Rate limits & fair use
Slothbox is built so that everyday work — a person at the keyboard, a handful of boxes, a light script on the side — just works, without you ever thinking about quotas. Limits exist only to keep one runaway caller from crowding out everyone else, and to draw a clear line between interactive use and automation that runs at scale.
This page is the plain-English framing: who gets what, and why. For the concrete
per-caller numbers, the 429 response, and the Retry-After header, see
Rate limiting.
Interactive surfaces are paced for people
The web app, the CLI, and the MCP server are all driven by a human signing in, and they all authenticate with a session token rather than a service-account key. Because a person is at the controls, these surfaces get a generous, human-paced rate limit — comfortably above what hands-on work ever needs. You'd have to be running a tight loop to notice it. So you can browse, drive the CLI, and let an editor's MCP integration call as you work without watching a budget.
The same applies to the personal API key that comes with a seat: it's there for light, occasional scripting alongside your interactive work, so it shares the gentle, low-throughput posture rather than the high-volume tier built for unattended automation.
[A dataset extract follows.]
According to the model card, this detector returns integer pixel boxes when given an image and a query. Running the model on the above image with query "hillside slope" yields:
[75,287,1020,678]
The two key types are described on Authentication.
A ceiling on concurrently active boxes per seat
Alongside request rate, there's a separate guardrail on how many boxes a seat can have running at the same time. This is a fairness and safety measure: a seat is sized for a person's hands-on work, and a person works with a small, bounded set of live boxes at once. The cap is generous for that, and it isn't a cap on how many boxes you can create over time or keep stopped — only on how many are concurrently active.
If you ask to start or launch a box beyond that ceiling, the API turns the request down rather than spinning up the box; see Errors for the exact response. The fix is either to stop a box you're no longer using, or — if you genuinely need many boxes live at once — to move that workload onto the API plan, where this ceiling is raised or removed. The seat ceiling is about interactive head-room, not about capping automation.
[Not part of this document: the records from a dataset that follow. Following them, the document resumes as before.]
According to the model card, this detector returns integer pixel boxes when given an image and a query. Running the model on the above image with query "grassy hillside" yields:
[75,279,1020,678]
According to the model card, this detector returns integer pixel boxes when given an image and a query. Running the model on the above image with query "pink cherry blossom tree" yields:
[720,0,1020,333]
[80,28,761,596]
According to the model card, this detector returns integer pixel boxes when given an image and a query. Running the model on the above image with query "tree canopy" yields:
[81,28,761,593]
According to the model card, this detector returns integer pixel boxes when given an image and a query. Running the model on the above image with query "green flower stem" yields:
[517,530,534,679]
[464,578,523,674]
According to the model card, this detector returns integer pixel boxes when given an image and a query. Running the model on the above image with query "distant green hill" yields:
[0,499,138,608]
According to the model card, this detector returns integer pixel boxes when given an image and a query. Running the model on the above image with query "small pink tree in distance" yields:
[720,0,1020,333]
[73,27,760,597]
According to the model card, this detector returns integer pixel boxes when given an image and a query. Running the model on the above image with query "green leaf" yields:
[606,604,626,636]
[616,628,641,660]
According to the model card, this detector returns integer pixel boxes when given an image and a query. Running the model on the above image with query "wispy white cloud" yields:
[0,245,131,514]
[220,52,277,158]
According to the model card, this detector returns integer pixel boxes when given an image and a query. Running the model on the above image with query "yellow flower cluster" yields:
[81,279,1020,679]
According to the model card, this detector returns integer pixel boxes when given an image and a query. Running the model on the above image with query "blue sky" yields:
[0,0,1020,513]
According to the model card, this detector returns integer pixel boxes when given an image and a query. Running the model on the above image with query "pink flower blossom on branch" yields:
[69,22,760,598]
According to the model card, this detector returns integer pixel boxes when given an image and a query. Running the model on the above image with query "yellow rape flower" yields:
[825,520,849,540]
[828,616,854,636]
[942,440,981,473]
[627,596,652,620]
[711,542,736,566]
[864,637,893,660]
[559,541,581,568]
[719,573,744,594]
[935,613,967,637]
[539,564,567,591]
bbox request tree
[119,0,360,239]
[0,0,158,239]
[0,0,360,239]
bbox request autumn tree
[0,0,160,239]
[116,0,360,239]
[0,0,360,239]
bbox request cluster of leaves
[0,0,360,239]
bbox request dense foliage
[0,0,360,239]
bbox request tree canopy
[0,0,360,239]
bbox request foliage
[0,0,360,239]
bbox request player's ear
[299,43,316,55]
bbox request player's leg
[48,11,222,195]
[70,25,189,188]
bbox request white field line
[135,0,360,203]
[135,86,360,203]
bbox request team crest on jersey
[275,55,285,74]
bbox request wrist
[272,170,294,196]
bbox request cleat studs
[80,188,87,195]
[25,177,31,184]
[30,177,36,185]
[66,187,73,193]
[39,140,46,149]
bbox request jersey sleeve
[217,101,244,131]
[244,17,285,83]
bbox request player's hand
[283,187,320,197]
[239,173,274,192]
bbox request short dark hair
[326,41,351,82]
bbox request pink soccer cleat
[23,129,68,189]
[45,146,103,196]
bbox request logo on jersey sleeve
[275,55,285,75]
Automation at scale belongs on the API plan
The dividing line across all of this is the fair-use rule at the heart of the plans: interactive, human-driven use lives on a seat; unattended automation that runs at scale belongs on the API plan. A developer reaching for the CLI or an editor's MCP integration is using their seat exactly as intended. A CI pipeline, an agent loop, or a backend service that runs on its own — fanning out boxes, calling the API in volume, with no person watching — is automation, and that's what the API plan is for.
Putting that workload on the API plan is what lifts you onto the higher throughput tier and raises or removes the per-seat concurrent-box ceiling, so automation isn't squeezed by limits sized for one person's hands-on session. What the plan unlocks, and how an owner turns it on, are covered on API plan; the headless credential and setup path is on Headless authentication.
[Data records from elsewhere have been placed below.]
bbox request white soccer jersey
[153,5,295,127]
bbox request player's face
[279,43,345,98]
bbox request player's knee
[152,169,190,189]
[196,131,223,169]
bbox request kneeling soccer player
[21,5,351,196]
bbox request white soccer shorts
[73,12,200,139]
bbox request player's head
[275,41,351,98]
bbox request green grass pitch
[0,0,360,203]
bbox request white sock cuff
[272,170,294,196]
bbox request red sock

Long-lived keys for automation, session tokens for people
The same split runs through the credentials themselves, and it's deliberate:
- Service-account
sk_keys are long-lived. They stay valid until you revoke them — no browser to redirect to, no token to refresh — which is exactly what an unattended process needs. These are the org-level keys you embed in CI, in agents, and in backend services on the API plan. - OAuth / JWT sessions are short-lived. The tokens behind the web app, the CLI, and the MCP server are session- and TTL-scoped: they expire on a fixed window and are refreshed silently while a person is signed in. That's right for interactive use and unsuitable for anything that runs on its own.
So the credential a caller holds lines up with which side of the boundary it sits on: a long-lived key for automation, a refreshing session for a person at the keyboard. The full credential model is on Authentication.
Staying within the limits
- Read
Retry-After, don't hard-code a delay. When you do hit a limit the API tells you how long to wait. Rate limiting shows the429response and a small back-off helper; let it drive your retries. - Stop boxes you're done with. Concurrent-box head-room frees up as soon as you stop a box, so an interactive session rarely needs to come close to the ceiling.
- Move scaled automation to the API plan. If a workload is unattended and growing, the plan is the supported home for it — higher throughput and a lifted box ceiling — rather than pushing a seat past what it's paced for.